Fall brings with it cool breezes, vibrant leaves and perhaps even a little spiced cider. Sounds good…unless you’re the victim of pollen allergies. Also referred to as hay fever or allergic rhinitis, these allergies affect about 30 million Americans and usually surge this time of year.
The challenging part is, fall pollen allergies are often puzzled with sinus infections, and a misdiagnosis can lead to ineffective treatment. So how can you discriminate?
Usually, you can think of allergies as an ailment that gets you from the neck and up.
Symptoms can include things like:
- Nasal blockage
- A runny nose or postnasal drip
- Itchy or watery eyes
- A scratchy or aching throat
Sinus infections, also known as sinusitis, have a somewhat different sign set. Keep an eye out for:
- A fever (this is a significant difference from allergies).
- Nasal blockage.
- Yellow or green nasal discharge.
- A cough.
- A headache.
If you think you might have fall pollen allergies, talk to your doctor to put together a strategy for fighting them. Signs and treatment can differ for each person depending upon your distinct body chemistry, your way of life, and where you live.
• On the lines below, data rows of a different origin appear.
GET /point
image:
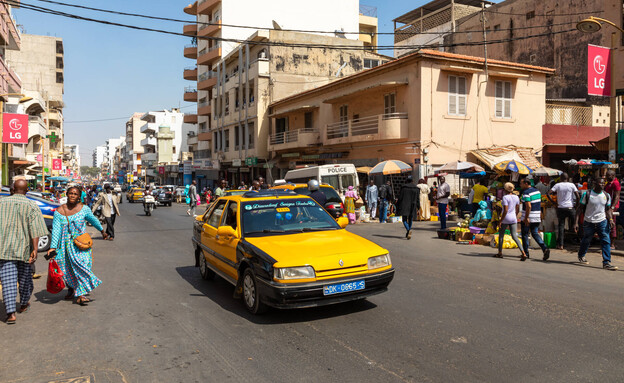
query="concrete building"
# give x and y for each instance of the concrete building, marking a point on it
(10, 82)
(134, 149)
(426, 109)
(99, 156)
(40, 65)
(346, 20)
(233, 124)
(427, 25)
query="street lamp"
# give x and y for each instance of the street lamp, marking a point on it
(4, 164)
(593, 24)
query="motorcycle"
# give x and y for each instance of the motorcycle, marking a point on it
(148, 204)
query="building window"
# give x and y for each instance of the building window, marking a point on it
(370, 63)
(457, 96)
(308, 125)
(251, 134)
(503, 99)
(389, 104)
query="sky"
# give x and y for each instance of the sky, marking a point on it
(112, 72)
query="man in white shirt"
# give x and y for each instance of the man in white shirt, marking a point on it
(444, 191)
(595, 204)
(567, 198)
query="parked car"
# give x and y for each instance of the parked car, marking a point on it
(282, 249)
(334, 204)
(164, 197)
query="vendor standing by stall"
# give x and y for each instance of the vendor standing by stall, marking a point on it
(613, 188)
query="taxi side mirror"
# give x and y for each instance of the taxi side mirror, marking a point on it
(226, 231)
(343, 222)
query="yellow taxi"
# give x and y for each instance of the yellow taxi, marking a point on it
(135, 195)
(283, 250)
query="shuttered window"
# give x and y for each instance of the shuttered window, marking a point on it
(457, 96)
(503, 99)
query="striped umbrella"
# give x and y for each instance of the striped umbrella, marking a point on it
(513, 166)
(390, 167)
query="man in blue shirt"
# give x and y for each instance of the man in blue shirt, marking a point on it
(531, 217)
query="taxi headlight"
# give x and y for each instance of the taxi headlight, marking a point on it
(302, 272)
(379, 261)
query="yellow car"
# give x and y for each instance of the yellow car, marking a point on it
(283, 250)
(135, 195)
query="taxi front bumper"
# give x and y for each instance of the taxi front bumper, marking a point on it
(301, 295)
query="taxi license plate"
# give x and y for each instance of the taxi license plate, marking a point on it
(343, 287)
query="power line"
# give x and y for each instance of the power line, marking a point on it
(272, 29)
(271, 43)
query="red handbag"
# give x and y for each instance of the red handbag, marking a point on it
(55, 282)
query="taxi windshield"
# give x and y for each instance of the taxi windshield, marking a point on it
(284, 216)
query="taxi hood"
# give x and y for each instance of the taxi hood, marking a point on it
(321, 249)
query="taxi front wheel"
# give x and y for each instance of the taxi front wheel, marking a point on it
(251, 297)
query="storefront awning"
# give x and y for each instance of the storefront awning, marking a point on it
(496, 154)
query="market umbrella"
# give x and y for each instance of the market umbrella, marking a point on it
(513, 166)
(460, 166)
(544, 171)
(390, 167)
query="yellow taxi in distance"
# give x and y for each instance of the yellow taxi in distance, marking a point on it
(283, 250)
(135, 195)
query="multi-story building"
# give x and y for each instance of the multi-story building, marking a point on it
(133, 148)
(40, 65)
(10, 82)
(426, 109)
(269, 66)
(428, 24)
(165, 140)
(346, 20)
(99, 156)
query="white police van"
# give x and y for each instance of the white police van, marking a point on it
(340, 176)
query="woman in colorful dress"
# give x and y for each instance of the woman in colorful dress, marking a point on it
(350, 197)
(69, 222)
(424, 214)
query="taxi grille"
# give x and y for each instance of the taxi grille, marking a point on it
(343, 271)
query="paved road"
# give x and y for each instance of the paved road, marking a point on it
(453, 313)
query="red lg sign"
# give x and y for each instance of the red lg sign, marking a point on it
(15, 128)
(598, 71)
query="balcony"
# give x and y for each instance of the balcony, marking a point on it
(192, 140)
(300, 138)
(210, 55)
(190, 51)
(189, 29)
(149, 128)
(390, 126)
(205, 7)
(190, 94)
(149, 141)
(191, 9)
(204, 109)
(190, 74)
(209, 29)
(149, 157)
(190, 119)
(206, 80)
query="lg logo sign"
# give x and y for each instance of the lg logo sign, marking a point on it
(15, 125)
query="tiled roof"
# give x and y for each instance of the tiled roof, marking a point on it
(477, 59)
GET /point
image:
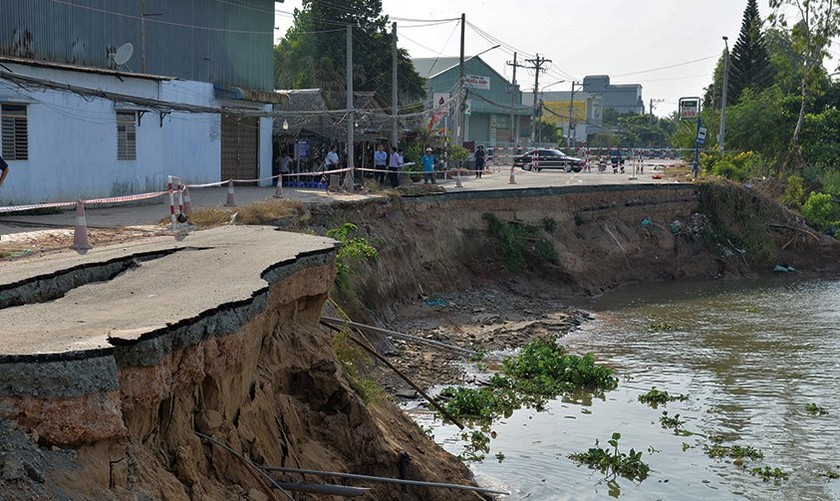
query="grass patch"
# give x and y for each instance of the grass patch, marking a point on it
(356, 365)
(517, 241)
(265, 212)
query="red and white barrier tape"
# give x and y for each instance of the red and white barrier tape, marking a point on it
(126, 198)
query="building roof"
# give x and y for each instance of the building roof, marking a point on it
(430, 67)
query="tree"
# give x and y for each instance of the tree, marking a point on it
(313, 53)
(750, 66)
(819, 21)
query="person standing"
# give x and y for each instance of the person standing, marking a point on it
(380, 162)
(394, 165)
(4, 170)
(428, 162)
(479, 162)
(332, 159)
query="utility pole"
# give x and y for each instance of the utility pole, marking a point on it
(513, 101)
(569, 141)
(537, 63)
(394, 110)
(461, 119)
(351, 115)
(143, 36)
(723, 97)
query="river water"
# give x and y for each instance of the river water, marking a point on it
(750, 355)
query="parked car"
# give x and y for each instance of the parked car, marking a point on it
(548, 159)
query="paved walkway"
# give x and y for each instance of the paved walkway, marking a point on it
(152, 214)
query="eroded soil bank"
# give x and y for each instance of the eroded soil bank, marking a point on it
(274, 390)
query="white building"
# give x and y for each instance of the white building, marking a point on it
(72, 132)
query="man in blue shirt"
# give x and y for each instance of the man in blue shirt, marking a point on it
(4, 170)
(380, 161)
(428, 162)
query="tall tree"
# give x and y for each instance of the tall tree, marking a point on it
(819, 21)
(313, 52)
(750, 62)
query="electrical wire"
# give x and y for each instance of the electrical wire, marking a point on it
(158, 21)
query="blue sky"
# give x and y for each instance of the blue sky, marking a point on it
(670, 47)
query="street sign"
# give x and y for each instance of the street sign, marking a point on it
(689, 107)
(302, 148)
(701, 135)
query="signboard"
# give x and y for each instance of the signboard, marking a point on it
(302, 148)
(477, 82)
(701, 135)
(689, 107)
(440, 101)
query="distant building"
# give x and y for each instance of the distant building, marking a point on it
(595, 96)
(494, 109)
(108, 101)
(586, 112)
(623, 98)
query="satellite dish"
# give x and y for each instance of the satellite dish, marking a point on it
(123, 54)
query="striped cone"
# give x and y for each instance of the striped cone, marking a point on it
(187, 202)
(230, 201)
(80, 235)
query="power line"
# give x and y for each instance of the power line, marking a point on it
(668, 67)
(157, 21)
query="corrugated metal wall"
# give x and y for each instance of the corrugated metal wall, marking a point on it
(228, 42)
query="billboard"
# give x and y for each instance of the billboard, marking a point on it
(477, 82)
(689, 107)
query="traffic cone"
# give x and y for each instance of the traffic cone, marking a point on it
(230, 201)
(187, 202)
(80, 235)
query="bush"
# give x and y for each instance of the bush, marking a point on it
(729, 170)
(794, 192)
(821, 212)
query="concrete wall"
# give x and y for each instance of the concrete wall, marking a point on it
(73, 139)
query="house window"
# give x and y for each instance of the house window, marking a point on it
(15, 131)
(126, 135)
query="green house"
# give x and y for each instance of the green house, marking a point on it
(493, 106)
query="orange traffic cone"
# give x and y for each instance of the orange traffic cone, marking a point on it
(80, 235)
(187, 202)
(230, 201)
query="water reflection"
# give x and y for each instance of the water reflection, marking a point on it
(750, 355)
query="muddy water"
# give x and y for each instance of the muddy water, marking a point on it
(751, 356)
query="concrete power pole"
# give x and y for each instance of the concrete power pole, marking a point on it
(569, 141)
(351, 115)
(723, 97)
(461, 118)
(394, 109)
(537, 63)
(513, 135)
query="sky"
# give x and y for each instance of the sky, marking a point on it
(670, 47)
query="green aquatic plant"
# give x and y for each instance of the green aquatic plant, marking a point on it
(767, 473)
(542, 370)
(614, 462)
(477, 448)
(655, 397)
(816, 409)
(671, 422)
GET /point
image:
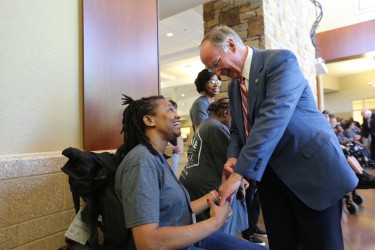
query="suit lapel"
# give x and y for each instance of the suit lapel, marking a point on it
(254, 82)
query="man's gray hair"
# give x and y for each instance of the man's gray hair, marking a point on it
(219, 36)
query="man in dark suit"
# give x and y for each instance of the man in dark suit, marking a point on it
(368, 128)
(282, 141)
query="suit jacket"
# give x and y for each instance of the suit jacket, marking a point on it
(369, 130)
(288, 133)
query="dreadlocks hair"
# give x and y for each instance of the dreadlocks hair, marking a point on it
(133, 126)
(216, 105)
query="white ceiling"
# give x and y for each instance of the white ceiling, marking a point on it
(179, 54)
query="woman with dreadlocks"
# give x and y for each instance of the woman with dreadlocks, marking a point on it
(156, 206)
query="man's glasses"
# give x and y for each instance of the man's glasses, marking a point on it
(212, 82)
(216, 63)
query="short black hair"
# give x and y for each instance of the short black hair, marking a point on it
(203, 77)
(174, 104)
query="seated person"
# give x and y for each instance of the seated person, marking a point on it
(351, 143)
(156, 206)
(365, 180)
(350, 131)
(206, 157)
(208, 85)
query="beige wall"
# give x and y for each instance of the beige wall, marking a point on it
(40, 112)
(40, 97)
(352, 87)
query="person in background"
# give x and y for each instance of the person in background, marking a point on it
(156, 206)
(208, 85)
(206, 157)
(368, 128)
(176, 146)
(281, 140)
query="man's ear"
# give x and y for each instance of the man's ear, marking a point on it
(149, 121)
(232, 45)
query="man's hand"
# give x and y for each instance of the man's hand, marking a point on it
(230, 187)
(228, 169)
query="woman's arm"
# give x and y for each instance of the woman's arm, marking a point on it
(200, 205)
(151, 236)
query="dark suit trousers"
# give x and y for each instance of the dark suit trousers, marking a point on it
(290, 224)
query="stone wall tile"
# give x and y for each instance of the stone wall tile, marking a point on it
(43, 227)
(256, 26)
(212, 23)
(9, 168)
(256, 4)
(8, 238)
(230, 17)
(68, 200)
(52, 242)
(220, 4)
(29, 198)
(42, 165)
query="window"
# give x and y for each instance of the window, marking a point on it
(358, 105)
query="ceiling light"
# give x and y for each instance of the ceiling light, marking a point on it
(370, 54)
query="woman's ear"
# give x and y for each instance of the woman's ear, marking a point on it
(226, 113)
(149, 121)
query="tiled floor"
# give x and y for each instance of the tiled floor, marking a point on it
(358, 229)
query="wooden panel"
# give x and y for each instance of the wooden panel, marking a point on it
(120, 57)
(347, 41)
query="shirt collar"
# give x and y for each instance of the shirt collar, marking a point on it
(247, 65)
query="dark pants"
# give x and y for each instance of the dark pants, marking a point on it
(253, 207)
(290, 224)
(223, 241)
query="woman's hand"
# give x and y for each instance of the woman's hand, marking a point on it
(219, 213)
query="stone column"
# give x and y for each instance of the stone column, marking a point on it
(269, 24)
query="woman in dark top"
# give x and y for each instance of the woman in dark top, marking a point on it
(208, 85)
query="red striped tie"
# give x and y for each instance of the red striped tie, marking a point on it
(245, 106)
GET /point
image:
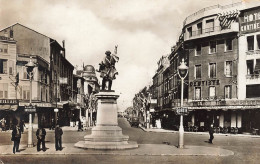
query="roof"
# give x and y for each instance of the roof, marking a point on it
(24, 27)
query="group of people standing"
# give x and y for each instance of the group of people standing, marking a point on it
(40, 133)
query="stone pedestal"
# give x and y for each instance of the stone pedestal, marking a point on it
(107, 134)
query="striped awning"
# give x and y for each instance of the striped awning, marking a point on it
(9, 107)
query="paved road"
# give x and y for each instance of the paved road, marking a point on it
(246, 149)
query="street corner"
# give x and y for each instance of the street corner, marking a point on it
(172, 150)
(204, 150)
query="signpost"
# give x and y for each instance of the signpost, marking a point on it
(30, 109)
(182, 111)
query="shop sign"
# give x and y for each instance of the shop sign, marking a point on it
(30, 109)
(63, 80)
(4, 38)
(182, 111)
(9, 102)
(204, 83)
(250, 22)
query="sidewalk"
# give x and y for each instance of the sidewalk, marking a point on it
(143, 149)
(200, 133)
(64, 128)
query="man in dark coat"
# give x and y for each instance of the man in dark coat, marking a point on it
(41, 133)
(79, 125)
(16, 136)
(58, 137)
(107, 69)
(211, 131)
(22, 126)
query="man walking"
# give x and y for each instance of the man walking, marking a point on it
(16, 136)
(41, 133)
(211, 131)
(58, 136)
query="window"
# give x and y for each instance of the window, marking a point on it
(227, 92)
(229, 45)
(197, 93)
(3, 66)
(228, 68)
(25, 74)
(198, 50)
(212, 70)
(3, 90)
(26, 92)
(189, 31)
(3, 48)
(197, 71)
(212, 92)
(250, 43)
(199, 27)
(209, 25)
(212, 47)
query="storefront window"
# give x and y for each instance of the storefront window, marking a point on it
(227, 92)
(197, 93)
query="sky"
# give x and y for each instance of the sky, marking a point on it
(144, 30)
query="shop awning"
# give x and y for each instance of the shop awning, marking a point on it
(235, 107)
(257, 66)
(60, 104)
(8, 107)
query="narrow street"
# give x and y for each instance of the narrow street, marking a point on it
(246, 150)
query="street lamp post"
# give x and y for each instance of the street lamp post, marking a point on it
(56, 110)
(30, 65)
(182, 72)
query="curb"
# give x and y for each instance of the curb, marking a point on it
(200, 133)
(142, 150)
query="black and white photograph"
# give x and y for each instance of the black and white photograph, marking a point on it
(129, 81)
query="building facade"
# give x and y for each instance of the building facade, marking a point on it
(8, 81)
(46, 75)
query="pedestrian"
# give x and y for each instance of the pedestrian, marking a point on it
(22, 126)
(3, 124)
(211, 131)
(79, 125)
(16, 136)
(52, 124)
(41, 133)
(58, 138)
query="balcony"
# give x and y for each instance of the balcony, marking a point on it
(211, 31)
(253, 79)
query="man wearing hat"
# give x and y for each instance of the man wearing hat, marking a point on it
(107, 69)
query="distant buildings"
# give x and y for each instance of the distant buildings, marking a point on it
(220, 46)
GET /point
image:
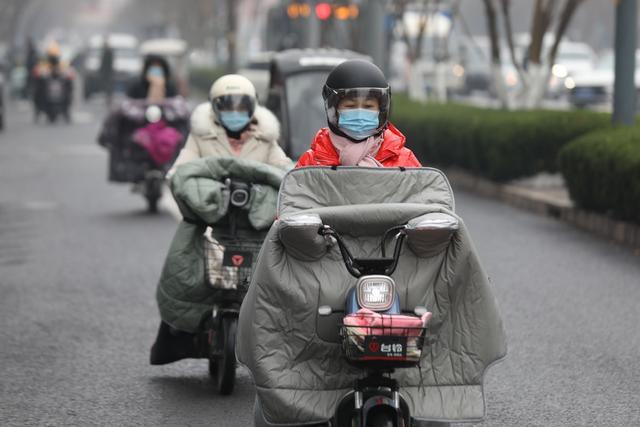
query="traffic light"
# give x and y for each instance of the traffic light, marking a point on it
(323, 10)
(298, 10)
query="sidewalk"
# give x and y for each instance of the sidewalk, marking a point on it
(547, 195)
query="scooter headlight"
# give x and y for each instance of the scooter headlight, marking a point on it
(377, 293)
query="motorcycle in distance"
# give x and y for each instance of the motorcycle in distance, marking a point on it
(52, 95)
(143, 140)
(231, 247)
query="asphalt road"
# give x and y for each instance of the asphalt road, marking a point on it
(80, 258)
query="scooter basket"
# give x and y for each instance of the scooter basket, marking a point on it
(385, 345)
(229, 262)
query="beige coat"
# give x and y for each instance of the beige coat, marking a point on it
(208, 138)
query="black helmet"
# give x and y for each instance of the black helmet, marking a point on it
(356, 78)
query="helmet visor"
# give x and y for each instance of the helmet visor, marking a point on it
(233, 103)
(362, 97)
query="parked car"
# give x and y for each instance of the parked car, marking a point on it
(176, 52)
(257, 71)
(596, 87)
(572, 58)
(295, 93)
(127, 63)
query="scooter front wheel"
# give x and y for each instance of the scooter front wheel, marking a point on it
(223, 364)
(382, 416)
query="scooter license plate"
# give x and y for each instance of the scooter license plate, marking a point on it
(237, 259)
(387, 346)
(55, 90)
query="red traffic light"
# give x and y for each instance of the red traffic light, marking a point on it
(323, 11)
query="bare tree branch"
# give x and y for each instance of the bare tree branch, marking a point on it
(493, 30)
(543, 12)
(570, 7)
(421, 28)
(506, 12)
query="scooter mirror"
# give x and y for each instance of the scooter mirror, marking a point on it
(325, 310)
(153, 114)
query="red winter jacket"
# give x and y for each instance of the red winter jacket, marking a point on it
(392, 152)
Outdoors During Fall Allergy Season
Contrary to common belief, the optimal way to prevent allergies isn’t to avoid the outdoors. That’s a misconception. You can, however, try a few basic strategies to decrease your exposure to pollen by cleaning your hands and face after you’ve been outdoors and keeping an A/C system (with a clean air filter) running to help avoid mold. Mold can worsen allergic rhinitis symptoms.
Each case is special so when allergies have you down, call our office to see exactly what treatment may be right for you. With the right allergy and sinus strategy, you can get back to enjoying fall—pollen pollen and all.